After I was reinstated, I was treated quite wonderfully in the new congregation, even being told by the elders that it was wrong the way I'd been treated and to leave things "in Jehovah's hands" and move on. Again I entered therapy and reintegrated myself back into what I still believed was Jehovah's organization. Feeling completely worthless now, with such a tainted record as Jehovah's servant, I doubled my efforts, trying to clear up my debt so as to enrol as a Regular Pioneer (it had always been my dream). It was not to be. Nor was the wonderful treatment that I was experiencing in this new congregation to continue.
While working full time I completed a Bachelor of Education degree and was trained as an Educational Therapist. The more work I did on my self, my emotions and on healing my past, the more empowered I became. Not a good mix for a jw. I had managed to get back to my teen year standing in the congregation, back to my "goody-goody" ways. But it wasn't the same. I was beginning to see things differently.
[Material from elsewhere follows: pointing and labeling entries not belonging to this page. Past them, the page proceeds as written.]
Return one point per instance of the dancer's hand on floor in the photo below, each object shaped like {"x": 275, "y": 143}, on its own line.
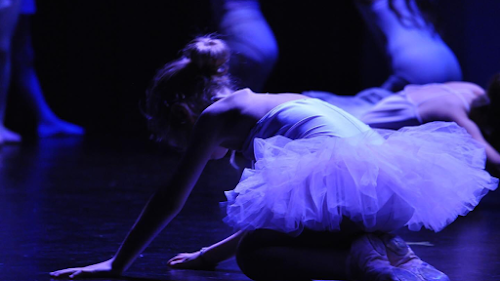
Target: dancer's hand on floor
{"x": 189, "y": 261}
{"x": 103, "y": 269}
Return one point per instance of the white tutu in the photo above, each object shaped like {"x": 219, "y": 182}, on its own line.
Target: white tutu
{"x": 380, "y": 179}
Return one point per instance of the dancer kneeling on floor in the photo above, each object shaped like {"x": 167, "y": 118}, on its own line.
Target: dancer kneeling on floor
{"x": 322, "y": 178}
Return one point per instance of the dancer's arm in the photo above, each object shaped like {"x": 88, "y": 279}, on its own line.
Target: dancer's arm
{"x": 163, "y": 206}
{"x": 492, "y": 155}
{"x": 211, "y": 256}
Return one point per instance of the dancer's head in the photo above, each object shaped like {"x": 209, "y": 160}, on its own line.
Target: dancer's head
{"x": 182, "y": 89}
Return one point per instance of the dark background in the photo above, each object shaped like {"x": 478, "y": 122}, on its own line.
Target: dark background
{"x": 95, "y": 57}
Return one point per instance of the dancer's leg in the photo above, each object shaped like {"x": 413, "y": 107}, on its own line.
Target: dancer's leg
{"x": 415, "y": 51}
{"x": 26, "y": 80}
{"x": 9, "y": 14}
{"x": 270, "y": 255}
{"x": 250, "y": 38}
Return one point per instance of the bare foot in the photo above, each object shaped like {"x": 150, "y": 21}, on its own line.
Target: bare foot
{"x": 190, "y": 261}
{"x": 59, "y": 127}
{"x": 8, "y": 136}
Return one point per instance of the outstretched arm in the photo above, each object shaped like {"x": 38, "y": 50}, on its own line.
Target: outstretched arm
{"x": 211, "y": 256}
{"x": 163, "y": 206}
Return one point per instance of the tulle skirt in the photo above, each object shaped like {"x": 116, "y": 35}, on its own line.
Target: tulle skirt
{"x": 381, "y": 180}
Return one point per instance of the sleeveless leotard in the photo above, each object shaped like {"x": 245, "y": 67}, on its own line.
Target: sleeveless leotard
{"x": 303, "y": 118}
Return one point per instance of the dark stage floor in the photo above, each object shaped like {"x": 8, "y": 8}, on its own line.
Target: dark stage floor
{"x": 69, "y": 202}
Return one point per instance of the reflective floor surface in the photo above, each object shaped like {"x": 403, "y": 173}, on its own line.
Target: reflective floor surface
{"x": 69, "y": 202}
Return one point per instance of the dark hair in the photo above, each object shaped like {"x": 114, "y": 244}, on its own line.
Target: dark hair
{"x": 426, "y": 7}
{"x": 192, "y": 82}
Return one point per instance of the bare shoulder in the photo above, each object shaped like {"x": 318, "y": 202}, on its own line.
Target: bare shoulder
{"x": 460, "y": 85}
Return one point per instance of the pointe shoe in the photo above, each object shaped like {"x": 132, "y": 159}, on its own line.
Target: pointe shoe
{"x": 402, "y": 256}
{"x": 59, "y": 128}
{"x": 368, "y": 261}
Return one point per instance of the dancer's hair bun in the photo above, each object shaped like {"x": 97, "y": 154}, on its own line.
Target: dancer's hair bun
{"x": 210, "y": 55}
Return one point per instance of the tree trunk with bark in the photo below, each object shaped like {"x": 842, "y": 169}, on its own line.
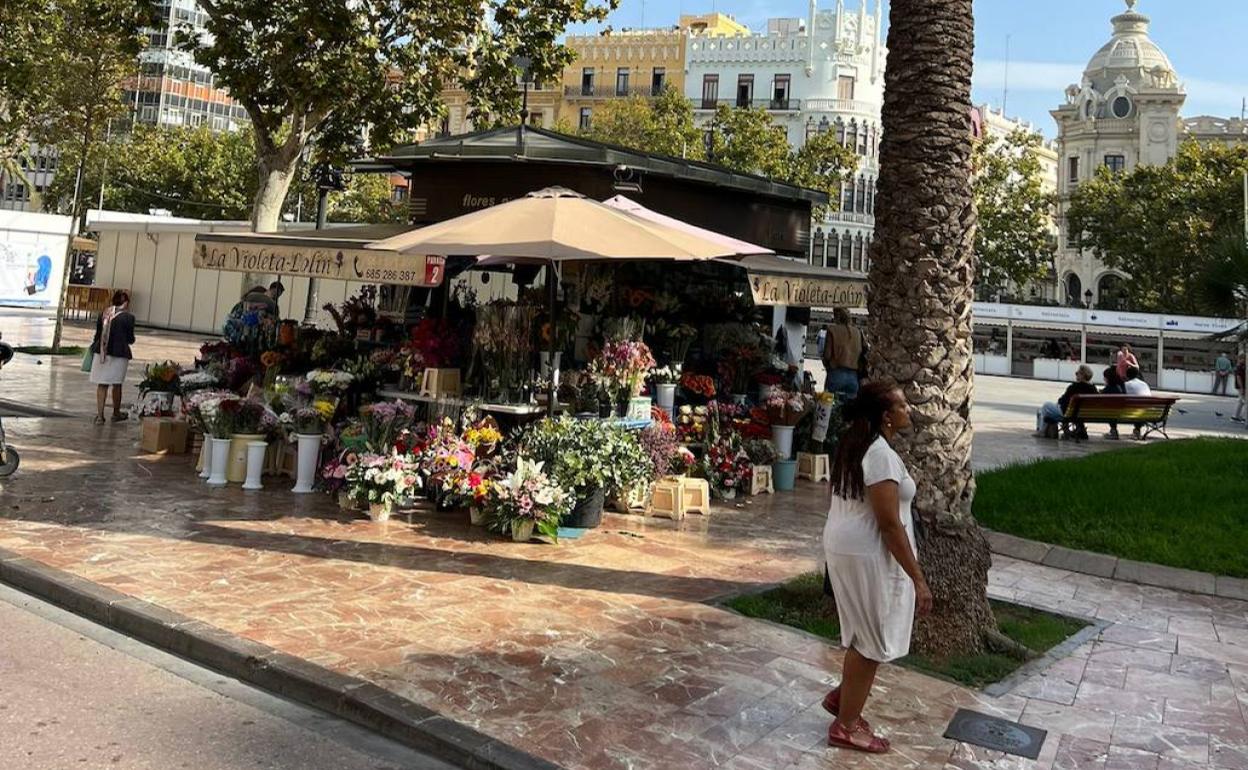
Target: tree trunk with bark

I began to believe in unconditional love and began to entertain the idea that maybe Jehovah did indeed love me that way.
A series of events unfolded over the past two years (but that's another story) which lead me to take a break from the meetings and service earlier this year to re-evaluate my relationship with Jehovah, "His" organization, myself and my fellow man. During this time of great soul-searching, Bible study and prayer as well as deep personal work, I came to the conclusion that the wt organization was not practicing the true religion and that it was unhealthy and in poor conscience for me to remain part of it. I disassociated myself a month ago. My parents are the only ones who have not shunned me. My mother, I think, is greatly conflicted and still clings to the wt while my father would probably leave the organization if he knew what I know now.
I feel happier these days although the anger, grief and hurt sometimes overwhelm me. It is the realization that I made so many bad decisions based on wrong information and as a result suffered so much pain and abuse and have lost so much time.
Fortunately, I'm 31 and have a lot to look forward to. I am no longer suicidal, feeling for the first time that life really is worth living and that the God I've always had such deep love for actually loves me in return. It's a nice place to be. Oh, and for the first time ever, I'm beginning to understand the ransom and what it really means to be a Christian! Wahoo!